Fake news sobre vacinas contribuíram para aumento de mortes por Covid-19 no Brasil, aponta estudo da Uece

Pesquisa inédita relaciona desinformação à hesitação vacinal e reforça urgência em políticas públicas de enfrentamento às fake news

19:39 | Jul. 04, 2025

Por: Victor Marvyo
Fiocruz alerta para circulação simultânea da covid-19 e gripe (foto: )

Uma pesquisa inédita conduzida por pesquisadores da Universidade Estadual do Ceará (Uece) revelou que a disseminação de fake news durante a pandemia de Covid-19 esteve diretamente associada ao aumento da mortalidade pela doença entre janeiro de 2021 e dezembro de 2022. Os dados foram publicados recentemente na Revista de Enfermagem da Universidade Federal do Piauí (UFPI).

O estudo “Impacto das Fake News sobre a vacinação na mortalidade por Covid-19: uma análise epidemiológica no Brasil” foi liderado pela jornalista e pesquisadora Adriana Rodrigues, e é o primeiro a demonstrar estatisticamente essa correlação no país.

Desinformação como fator de risco

Segundo Adriana, as fake news não interferem apenas na decisão de se vacinar, mas também afetam outras medidas de prevenção, como o uso de máscaras e o isolamento social. “Além da recusa à vacinação, a gente via muitas pessoas não usando máscara, não ficando em casa”, disse em entrevista à rádio O POVO CBN nessa quarta-feira, 2.

A análise utilizou dados do Ministério da Saúde, além de conteúdos identificados pelas agências de checagem Lupa e Aos Fatos. Foram identificadas 159 fake news relacionadas à vacina no período estudado. O pico de casos confirmados ocorreu em março de 2022, com 933.452 registros, enquanto o de óbitos foi em abril de 2021, com 78.942 mortes.

A pesquisa mostrou que, quanto maior a circulação de desinformação sobre vacinas, maior a taxa de mortalidade por Covid-19. Por outro lado, a cobertura vacinal não apresentou uma correlação estatisticamente significativa com as mortes, o que aponta para a influência de outros fatores, como desigualdade regional, variantes do vírus e, principalmente, a hesitação vacinal impulsionada por conteúdos falsos.

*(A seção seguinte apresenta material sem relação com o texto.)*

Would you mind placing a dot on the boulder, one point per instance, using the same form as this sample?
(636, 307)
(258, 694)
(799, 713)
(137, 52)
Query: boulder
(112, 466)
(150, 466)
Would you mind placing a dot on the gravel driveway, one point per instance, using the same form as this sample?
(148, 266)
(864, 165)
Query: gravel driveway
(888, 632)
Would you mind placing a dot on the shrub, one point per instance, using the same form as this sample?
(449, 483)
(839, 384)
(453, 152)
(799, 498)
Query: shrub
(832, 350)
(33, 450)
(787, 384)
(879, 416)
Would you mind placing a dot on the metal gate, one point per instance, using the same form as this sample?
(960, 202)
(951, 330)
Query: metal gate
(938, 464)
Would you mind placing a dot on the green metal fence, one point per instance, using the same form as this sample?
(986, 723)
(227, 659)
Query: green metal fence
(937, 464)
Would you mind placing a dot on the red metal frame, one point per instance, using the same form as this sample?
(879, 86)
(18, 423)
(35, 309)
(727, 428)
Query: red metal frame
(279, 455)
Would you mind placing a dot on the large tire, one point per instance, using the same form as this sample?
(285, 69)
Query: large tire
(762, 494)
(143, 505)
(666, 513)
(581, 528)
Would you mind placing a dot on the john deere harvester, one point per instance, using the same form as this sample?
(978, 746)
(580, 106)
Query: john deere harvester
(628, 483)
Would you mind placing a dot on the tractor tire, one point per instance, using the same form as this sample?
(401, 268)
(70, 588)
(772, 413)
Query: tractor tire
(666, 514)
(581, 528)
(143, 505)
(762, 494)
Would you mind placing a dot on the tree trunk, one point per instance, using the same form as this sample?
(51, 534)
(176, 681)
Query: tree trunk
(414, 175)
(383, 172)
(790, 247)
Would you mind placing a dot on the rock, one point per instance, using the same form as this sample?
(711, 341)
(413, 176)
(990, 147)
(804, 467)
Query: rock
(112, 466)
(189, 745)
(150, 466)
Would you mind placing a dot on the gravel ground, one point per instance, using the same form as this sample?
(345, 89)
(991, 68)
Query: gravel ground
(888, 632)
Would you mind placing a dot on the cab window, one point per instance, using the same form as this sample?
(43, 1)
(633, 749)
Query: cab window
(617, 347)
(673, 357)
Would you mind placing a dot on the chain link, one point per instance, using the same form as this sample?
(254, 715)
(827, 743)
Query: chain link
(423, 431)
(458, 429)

LEIA MAIS | Prefeitura assumirá gestão da Santa Casa por meio de decreto de intervenção

Impacto direto na decisão da população

O estudo também revelou que, apesar de 72% da população inicialmente afirmar que pretendia se vacinar, a influência das fake news gerou medo e insegurança. “As pessoas ficam com medo de tomar uma decisão errada, mas acabam tomando a pior, se baseando em informações que não têm embasamento nenhum”, alerta Adriana Rodrigues.

A desinformação, segundo a autora, teve maior impacto em regiões com alto consumo de conteúdo em redes sociais, como já apontado por outros estudos internacionais. A hesitação vacinal, portanto, passa a ser mais um indicador do efeito nocivo da desinformação em tempos de crise sanitária.

O modelo estatístico utilizado incluiu análise de regressão linear e o teste de correlação de Spearman, aplicados aos dados organizados em planilhas e processados com o software SPSS. A taxa de fake news foi calculada com base no número de notícias falsas sobre vacinas em relação ao total de fake news no período.

LEIA MAIS| Vacina meningocócia ACWY passa a ser ofertada para crianças de 12 meses

Desinformação ainda pouco combatida

Para a pesquisadora, o combate às fake news ainda não é prioridade para muitos governos e instituições, o que pode comprometer campanhas de vacinação em andamento, como a da gripe. Atualmente, o Brasil tem apenas 42% do público prioritário imunizado contra a influenza, de um total de 42,8 milhões de pessoas, segundo o Ministério da Saúde.

“Uma das grandes formas que eu enxergo como uma boa expectativa é os governos se vincularem às universidades, com projetos de pesquisa financiados. Mais uma vez, a educação é o caminho. As pessoas precisam ter esse conhecimento, saber onde procurar as informações”, defende Adriana.

Ela destaca ainda a necessidade de mais investimento público em campanhas educativas e pesquisas científicas, além de maior responsabilidade dos veículos de comunicação e plataformas digitais para frear a desinformação, especialmente em momentos de emergência sanitária.